In addition to these scalar metrics, we also included the receiver operating characteristics (ROC) and the precision-recall curves to visualize how the machine learning models used in the experiments perform in predicting the classes. The ROC curve plots a false positive rate (i.e., 1-specificity) on an X-axis against a true positive rate on a Y-axis; the closer the curve approaches the upper left corner of the ROC space, the better the model is at predicting the classes. The precision-recall curve shows the ratio between precision (ratio of true positives in positive predictions) and recall (ratio of true positives in positive class) at different thresholds; ideally, the curve should be as close to the top right corner as possible.

Results and discussion

This section consists of three blocks. First, we investigated the most informative molecular biomarkers based on the distribution of cases in each glioma grade and checked whether these results agree with the results of four feature ranking algorithms. The second block analyzes the performance of six standard prediction models and classifier ensembles for glioma grading. Finally, we apply some resampling techniques to handle class imbalance and verify if this leads to increased performance.

Most informative features

Values in Table 6 show the distribution of cases according to glioma grades for the mutated molecular biomarkers (i.e., feature value = 1). As can be seen, IDH1 mutations are the most common, being detected in 404 patients (48.15% of the total cases studied).

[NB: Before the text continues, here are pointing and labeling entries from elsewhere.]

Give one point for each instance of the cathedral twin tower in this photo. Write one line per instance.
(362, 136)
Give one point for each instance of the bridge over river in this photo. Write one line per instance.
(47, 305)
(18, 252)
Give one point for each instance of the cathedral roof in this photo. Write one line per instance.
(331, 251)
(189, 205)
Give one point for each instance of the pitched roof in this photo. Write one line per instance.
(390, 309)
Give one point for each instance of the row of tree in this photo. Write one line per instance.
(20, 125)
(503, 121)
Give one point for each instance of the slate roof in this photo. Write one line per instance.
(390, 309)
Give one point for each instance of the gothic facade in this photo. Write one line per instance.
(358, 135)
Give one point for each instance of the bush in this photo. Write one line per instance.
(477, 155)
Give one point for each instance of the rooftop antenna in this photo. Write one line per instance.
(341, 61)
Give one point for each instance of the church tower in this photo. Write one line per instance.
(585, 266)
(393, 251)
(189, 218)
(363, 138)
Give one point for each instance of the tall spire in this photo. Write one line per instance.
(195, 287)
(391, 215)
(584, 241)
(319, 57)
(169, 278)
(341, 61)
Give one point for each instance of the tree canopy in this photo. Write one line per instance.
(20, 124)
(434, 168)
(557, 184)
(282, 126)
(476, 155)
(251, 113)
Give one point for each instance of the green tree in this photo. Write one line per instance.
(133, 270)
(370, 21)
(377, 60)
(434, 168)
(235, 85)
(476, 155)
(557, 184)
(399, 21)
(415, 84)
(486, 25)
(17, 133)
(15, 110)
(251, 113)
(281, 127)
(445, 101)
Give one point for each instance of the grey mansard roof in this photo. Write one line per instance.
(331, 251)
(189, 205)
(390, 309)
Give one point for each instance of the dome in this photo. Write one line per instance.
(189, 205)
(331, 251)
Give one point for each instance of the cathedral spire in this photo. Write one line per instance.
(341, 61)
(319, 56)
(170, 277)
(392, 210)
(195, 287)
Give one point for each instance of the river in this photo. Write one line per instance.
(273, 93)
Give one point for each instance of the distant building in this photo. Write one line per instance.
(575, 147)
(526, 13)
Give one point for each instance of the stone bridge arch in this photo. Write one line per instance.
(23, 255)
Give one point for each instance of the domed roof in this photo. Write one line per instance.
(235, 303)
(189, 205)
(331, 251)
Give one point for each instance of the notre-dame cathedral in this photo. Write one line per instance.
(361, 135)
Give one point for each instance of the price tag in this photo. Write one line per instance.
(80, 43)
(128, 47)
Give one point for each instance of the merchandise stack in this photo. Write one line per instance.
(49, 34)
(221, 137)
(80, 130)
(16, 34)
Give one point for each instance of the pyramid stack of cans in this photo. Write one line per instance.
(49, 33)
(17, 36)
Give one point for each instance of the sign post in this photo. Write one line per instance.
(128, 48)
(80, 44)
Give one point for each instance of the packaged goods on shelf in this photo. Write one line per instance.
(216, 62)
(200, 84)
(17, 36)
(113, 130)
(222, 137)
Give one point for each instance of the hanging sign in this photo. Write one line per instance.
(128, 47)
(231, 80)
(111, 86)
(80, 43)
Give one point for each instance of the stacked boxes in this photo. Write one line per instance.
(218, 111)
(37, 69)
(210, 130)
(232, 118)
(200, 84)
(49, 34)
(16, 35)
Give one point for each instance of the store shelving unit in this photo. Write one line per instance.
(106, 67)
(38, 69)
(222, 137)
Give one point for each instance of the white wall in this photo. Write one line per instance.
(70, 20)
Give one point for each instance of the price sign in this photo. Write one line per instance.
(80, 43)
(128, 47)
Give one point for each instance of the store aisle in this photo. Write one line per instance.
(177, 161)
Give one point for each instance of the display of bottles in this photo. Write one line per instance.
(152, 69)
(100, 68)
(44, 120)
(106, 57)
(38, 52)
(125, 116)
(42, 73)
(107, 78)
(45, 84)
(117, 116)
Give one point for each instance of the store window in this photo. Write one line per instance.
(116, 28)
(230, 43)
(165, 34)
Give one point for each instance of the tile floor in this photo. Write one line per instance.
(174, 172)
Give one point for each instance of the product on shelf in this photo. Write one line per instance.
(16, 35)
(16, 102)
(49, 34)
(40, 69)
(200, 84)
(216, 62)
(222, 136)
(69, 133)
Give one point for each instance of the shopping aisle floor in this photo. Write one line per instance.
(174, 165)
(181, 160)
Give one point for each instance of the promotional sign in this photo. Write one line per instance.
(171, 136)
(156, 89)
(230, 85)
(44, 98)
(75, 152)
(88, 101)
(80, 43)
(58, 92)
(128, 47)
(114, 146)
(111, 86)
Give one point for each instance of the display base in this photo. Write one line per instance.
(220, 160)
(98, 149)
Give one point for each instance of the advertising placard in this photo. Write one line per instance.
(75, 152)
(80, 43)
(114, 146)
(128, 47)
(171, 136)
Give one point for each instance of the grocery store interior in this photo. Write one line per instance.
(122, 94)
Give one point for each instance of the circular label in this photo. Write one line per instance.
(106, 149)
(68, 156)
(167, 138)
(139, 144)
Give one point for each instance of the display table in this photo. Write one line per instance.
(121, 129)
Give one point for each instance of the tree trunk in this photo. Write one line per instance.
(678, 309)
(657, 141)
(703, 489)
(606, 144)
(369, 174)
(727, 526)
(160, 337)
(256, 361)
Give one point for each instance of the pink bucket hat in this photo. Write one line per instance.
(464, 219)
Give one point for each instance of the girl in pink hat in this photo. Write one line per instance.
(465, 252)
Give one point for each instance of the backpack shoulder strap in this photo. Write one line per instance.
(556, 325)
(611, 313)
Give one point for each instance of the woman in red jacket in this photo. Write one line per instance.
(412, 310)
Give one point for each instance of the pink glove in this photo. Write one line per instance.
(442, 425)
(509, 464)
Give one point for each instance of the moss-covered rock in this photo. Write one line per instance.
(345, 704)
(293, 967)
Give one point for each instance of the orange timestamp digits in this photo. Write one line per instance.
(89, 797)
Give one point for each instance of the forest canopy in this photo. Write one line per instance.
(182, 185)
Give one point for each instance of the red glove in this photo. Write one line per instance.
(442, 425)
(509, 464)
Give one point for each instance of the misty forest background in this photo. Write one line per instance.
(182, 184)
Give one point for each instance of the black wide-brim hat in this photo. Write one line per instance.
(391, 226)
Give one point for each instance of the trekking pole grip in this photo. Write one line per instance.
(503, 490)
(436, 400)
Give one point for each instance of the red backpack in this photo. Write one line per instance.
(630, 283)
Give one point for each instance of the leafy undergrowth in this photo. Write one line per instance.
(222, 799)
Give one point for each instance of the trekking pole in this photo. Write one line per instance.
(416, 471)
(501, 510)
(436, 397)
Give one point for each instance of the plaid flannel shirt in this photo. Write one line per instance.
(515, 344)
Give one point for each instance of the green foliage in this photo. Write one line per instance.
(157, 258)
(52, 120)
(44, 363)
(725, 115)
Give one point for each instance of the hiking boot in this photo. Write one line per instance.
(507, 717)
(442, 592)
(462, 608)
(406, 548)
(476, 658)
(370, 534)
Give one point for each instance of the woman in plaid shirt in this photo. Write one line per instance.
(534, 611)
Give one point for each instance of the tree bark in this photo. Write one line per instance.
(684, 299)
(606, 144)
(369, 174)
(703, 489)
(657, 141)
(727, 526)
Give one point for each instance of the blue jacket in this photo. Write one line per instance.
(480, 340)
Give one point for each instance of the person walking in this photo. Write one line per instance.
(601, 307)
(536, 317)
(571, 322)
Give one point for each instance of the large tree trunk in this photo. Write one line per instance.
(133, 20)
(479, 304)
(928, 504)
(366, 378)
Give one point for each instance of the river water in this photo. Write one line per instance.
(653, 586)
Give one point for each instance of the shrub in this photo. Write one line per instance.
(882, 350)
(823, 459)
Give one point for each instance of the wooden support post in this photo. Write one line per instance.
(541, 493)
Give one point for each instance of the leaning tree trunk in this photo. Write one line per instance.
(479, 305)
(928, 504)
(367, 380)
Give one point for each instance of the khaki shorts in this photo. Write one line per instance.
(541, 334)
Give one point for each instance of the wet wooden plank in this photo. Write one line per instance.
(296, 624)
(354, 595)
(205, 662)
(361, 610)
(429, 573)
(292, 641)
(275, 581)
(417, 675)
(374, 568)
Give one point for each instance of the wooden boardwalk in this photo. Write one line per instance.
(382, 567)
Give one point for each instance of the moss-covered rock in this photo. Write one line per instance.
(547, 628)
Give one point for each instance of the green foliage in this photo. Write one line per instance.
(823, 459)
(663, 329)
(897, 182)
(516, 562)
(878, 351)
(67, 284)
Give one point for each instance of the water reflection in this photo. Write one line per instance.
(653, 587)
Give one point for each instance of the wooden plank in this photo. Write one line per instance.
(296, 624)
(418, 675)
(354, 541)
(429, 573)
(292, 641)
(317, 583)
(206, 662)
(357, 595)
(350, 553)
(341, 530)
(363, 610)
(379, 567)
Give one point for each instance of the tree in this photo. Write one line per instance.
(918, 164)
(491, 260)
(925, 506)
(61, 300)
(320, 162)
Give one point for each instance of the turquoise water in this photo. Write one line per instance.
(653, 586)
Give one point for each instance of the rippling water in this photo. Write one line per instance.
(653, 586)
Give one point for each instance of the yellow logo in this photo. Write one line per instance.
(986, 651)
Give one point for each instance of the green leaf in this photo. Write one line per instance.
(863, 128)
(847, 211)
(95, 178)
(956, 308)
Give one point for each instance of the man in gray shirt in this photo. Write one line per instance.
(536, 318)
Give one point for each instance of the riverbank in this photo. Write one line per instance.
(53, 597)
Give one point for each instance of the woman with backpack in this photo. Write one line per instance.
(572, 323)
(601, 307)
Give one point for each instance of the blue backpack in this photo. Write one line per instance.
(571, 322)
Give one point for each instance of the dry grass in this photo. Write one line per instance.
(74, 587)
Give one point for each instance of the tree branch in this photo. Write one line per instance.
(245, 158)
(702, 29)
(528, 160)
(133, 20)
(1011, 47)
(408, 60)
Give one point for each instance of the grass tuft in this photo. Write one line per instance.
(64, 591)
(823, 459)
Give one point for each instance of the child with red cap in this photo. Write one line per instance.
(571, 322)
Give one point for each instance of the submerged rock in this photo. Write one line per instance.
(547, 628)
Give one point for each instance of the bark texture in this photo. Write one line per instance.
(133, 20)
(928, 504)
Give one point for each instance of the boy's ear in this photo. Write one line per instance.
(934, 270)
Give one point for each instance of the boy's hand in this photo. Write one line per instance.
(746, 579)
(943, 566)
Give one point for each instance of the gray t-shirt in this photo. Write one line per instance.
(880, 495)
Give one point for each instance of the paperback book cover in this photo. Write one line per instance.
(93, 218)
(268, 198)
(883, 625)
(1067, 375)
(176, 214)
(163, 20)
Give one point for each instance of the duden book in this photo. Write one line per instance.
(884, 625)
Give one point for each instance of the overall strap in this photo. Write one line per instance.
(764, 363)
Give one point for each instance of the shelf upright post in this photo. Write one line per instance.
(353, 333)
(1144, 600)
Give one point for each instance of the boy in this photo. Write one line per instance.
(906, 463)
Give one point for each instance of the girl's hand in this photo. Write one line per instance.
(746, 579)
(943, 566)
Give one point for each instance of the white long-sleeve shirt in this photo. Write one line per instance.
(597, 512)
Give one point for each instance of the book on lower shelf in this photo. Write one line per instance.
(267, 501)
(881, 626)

However, these mutations occur in 94.31% of cases with LGG and only in 5.69% of cases with GBM, confirming previous findings that this is a very informative molecular biomarker for glioma grading17,34,48: IDH1/2 mutations have been largely associated with grade II and III gliomas and secondary glioblastomas49. Looking at the biomarkers with 50 or more cases, similar conclusions can be drawn for the molecular biomarkers ATRX with 84.33% of LGG, PTEN (phosphatase and tensin homolog) with 82.27% of patients affected by GBM and CIC (capicua transcriptional repressor) with 96.40% LGG. In the case of biomarkers with a low percentage of patients, we find NOTCH1 (notch receptor 1) (100% of LGG), FUBP1 (far upstream element binding protein 1) (95.56% of LGG), IDH2 (isocitrate dehydrogenase 2) (91.30% of LGG), SMARCA4 (SWI/SNF related, matrix associated, actin dependent regulator of chromatin, subfamily a, member 4) (85.19% of LGG) and RB1 (retinoblastoma transcriptional corepressor 1) (85.00% of GBM).

Table 6 Distribution of cases (N (%)) according to glioma grades based on mutated molecular biomarkers (bold values indicate the most discriminating molecular biomarkers, that is, those with the greatest difference between LGG cases and GBM cases).

To support the conclusions drawn from the values in Table 6, we ran four feature ranking algorithms on the normalized data set with the aim of checking which are the most informative predictors: information gain, Gini index, Chi-squared, and RF. Note that identifying the most informative clinical factors and glioma molecular biomarkers can be valuable in obtaining relevant biological information. On the other hand, in some practical cases, having small feature sets with high prediction accuracy can become paramount to minimize response time.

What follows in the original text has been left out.